Needless to say, this kind of response will only encourage Iranian officials to cheat more, secure in the knowledge that Obama administration officials will not call them out on it, nor choose any serious one of the “plenty of options” Kerry said they have.

This means that Iran’s breakout time will diminish, and the danger to its neighbors and to the United States will grow and grow.

That is a devastating but well-deserved criticism of the administration’s willful blindness to the dangers of Iran.  There may be another reason that violations of the so-called deal is being treated with kid gloves by the administration, however.  To admit that Iran is cheating might reopen the question of the wisdom of the deal in the first place.  That would involve revisiting the fact that the administration only ever sold the deal at all through a calculated campaign of lies.  Don’t take our word for it.  Take the word of one of Obama’s top advisers, Ben Rhodes — whose chief qualification was that he was a creative writing major.
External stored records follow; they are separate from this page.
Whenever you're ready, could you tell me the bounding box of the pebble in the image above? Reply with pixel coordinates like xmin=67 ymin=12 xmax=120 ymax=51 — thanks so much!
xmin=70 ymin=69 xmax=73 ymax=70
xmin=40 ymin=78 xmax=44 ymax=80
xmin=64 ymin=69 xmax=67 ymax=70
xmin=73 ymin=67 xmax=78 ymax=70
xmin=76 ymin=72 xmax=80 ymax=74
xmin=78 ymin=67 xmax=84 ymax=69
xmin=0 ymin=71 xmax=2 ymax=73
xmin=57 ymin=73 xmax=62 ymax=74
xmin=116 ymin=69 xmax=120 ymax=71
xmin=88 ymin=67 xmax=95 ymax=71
How did it all work?  “Legions of arms-control experts began popping up” — all fake, of course — to support the President’s position.  Some of these groups were funded by Iranian money.  Rhodes names them himself:  “We had test drives to know who was going to be able to carry our message effectively, and how to use outside groups like Ploughshares, the Iran Project and whomever else.”

Government outlets like NPR took Iran lobby money, and then silenced critics of the deal.  The fix, as so often with this administration, was in.

Nor did the campaign to deceive the American public end with the President’s public signing ceremony for the Iran deal — a ceremony not duplicated in Iran, by the way, meaning that the only person to sign the “Iran deal” is Barack Obama himself.  After the deal passed, the same Ben Rhodes echo chamber was used to push a completely false narrative that moderates and reformers had won Iran’s elections in the wake of the “deal.”  The message was meant to be that the deal had transformed Iran into a more open democracy, just as our wise President had intended.

In fact, 99% of reformers and moderates were disqualified by the Guardian Council before the elections were even held.  Once moderate or reformist parties had to fill their ranks with hardliners even to qualify for the polls.  The same man who disqualified the reformers and moderates, Guardian Council leader Ahmad Jannati, will now appoint the next Supreme Leader of Iran.  Jannati is among the hardest of the hardliners.  The effect on Iran’s political culture, if any, was to solidify the control of the hardline faction.

We can’t admit Iran is cheating on the deal it didn’t sign, because then we’d risk asking how wise it was to sign the deal ourselves.  To re-examine that question would mean facing up to the campaign of intentional deception waged by an American President against the American people.  Such a reckoning is much deserved, but it will not be forthcoming as long as he has his hands on the levers of power.